Though the video has been available for nearly two years, conservative comedian and commentator Steven Crowder told Western Journalism that his Jesus Vs. Muhammad project has received a significant boost in views since the recent terrorist attacks at the Paris-based satire magazine Charlie Hebdo.
With well over a half million views so far, Crowder explained that a significant number of those viewers took the next step of sending him death threats and hate mail. In that respect, he said, the second wave of virality the video has experienced is much like the first.

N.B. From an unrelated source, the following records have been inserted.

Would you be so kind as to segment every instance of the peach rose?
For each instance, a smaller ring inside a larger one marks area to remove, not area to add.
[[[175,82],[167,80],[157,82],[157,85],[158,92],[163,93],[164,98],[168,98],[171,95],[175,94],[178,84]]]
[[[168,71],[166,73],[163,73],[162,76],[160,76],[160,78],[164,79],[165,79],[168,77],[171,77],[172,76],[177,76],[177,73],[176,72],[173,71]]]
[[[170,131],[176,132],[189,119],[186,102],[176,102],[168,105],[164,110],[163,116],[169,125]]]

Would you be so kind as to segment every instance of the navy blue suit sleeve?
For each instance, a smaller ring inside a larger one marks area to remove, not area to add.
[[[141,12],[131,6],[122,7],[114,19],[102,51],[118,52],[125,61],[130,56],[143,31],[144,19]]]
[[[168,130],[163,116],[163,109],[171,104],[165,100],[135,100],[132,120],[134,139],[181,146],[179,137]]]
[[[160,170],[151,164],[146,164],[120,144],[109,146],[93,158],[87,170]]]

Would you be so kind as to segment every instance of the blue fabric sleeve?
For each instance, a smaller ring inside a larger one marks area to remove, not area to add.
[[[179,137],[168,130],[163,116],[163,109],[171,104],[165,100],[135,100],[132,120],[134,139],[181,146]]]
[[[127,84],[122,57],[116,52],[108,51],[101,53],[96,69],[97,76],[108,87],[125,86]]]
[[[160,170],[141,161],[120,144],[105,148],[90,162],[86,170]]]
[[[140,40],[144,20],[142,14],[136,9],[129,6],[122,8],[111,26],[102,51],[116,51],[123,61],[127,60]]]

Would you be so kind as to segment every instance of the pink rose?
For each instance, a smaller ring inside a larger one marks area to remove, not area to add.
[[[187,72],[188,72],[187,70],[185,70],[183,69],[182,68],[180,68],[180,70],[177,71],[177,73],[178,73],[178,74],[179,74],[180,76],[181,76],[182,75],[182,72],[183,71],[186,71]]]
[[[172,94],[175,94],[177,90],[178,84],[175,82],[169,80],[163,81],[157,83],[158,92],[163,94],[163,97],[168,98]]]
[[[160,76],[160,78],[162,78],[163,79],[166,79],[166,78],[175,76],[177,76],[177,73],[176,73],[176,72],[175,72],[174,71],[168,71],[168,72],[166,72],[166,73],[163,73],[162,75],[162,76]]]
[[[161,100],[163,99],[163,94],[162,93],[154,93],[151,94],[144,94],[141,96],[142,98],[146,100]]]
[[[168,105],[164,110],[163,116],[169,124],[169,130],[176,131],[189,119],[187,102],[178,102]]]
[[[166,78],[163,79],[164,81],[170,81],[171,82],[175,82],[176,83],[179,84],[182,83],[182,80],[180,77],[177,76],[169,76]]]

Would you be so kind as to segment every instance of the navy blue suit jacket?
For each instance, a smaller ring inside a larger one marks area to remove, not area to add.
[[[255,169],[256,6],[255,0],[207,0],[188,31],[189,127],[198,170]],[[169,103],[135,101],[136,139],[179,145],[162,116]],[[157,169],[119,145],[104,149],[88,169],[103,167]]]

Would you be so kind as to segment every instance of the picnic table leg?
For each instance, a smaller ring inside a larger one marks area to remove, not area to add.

“Any time you are even remotely critical of Islam, or more importantly his ‘prophet’ (if you want to call him that), Muslims will react this way en masse,” he explained. “It has to happen. It always happens.”
When the video first reached a wide audience in 2013, Crowder noted that the details he delivered about Muhammad’s life led many viewers to admit they were uninformed.
He said he received “comments like, ‘I never knew that about Muhammad’ [and] ‘Can you point me to where it says that.’”
Soon after that “first wave of many people learning,” however, he recalled “thousands of down votes, spam comments and then death threats” posted below the video on YouTube.
“Muslims mobilize online very quickly,” he explained, noting the video has “been flagged repeatedly as hate speech as well.”
Furthermore, Crowder said he has received virtually no support from moderate Muslims.
“Even [musician and Muslim convert] Cat Stevens believes that Muslim-to-Christian converts deserve to die,” he said. “Even moderate Muslims believe in punishment for depicting Muhammad. No terrorism degree required. It’s a religion that not only is at odds with free speech, but one that demands its extermination.”
He said he has extended an invitation to the group TalkIslam, also known for its viral YouTube videos, to appear on his show and “correct” his portrayal of the faith, but it “doesn’t seem like they have any interest” in taking him up on the offer.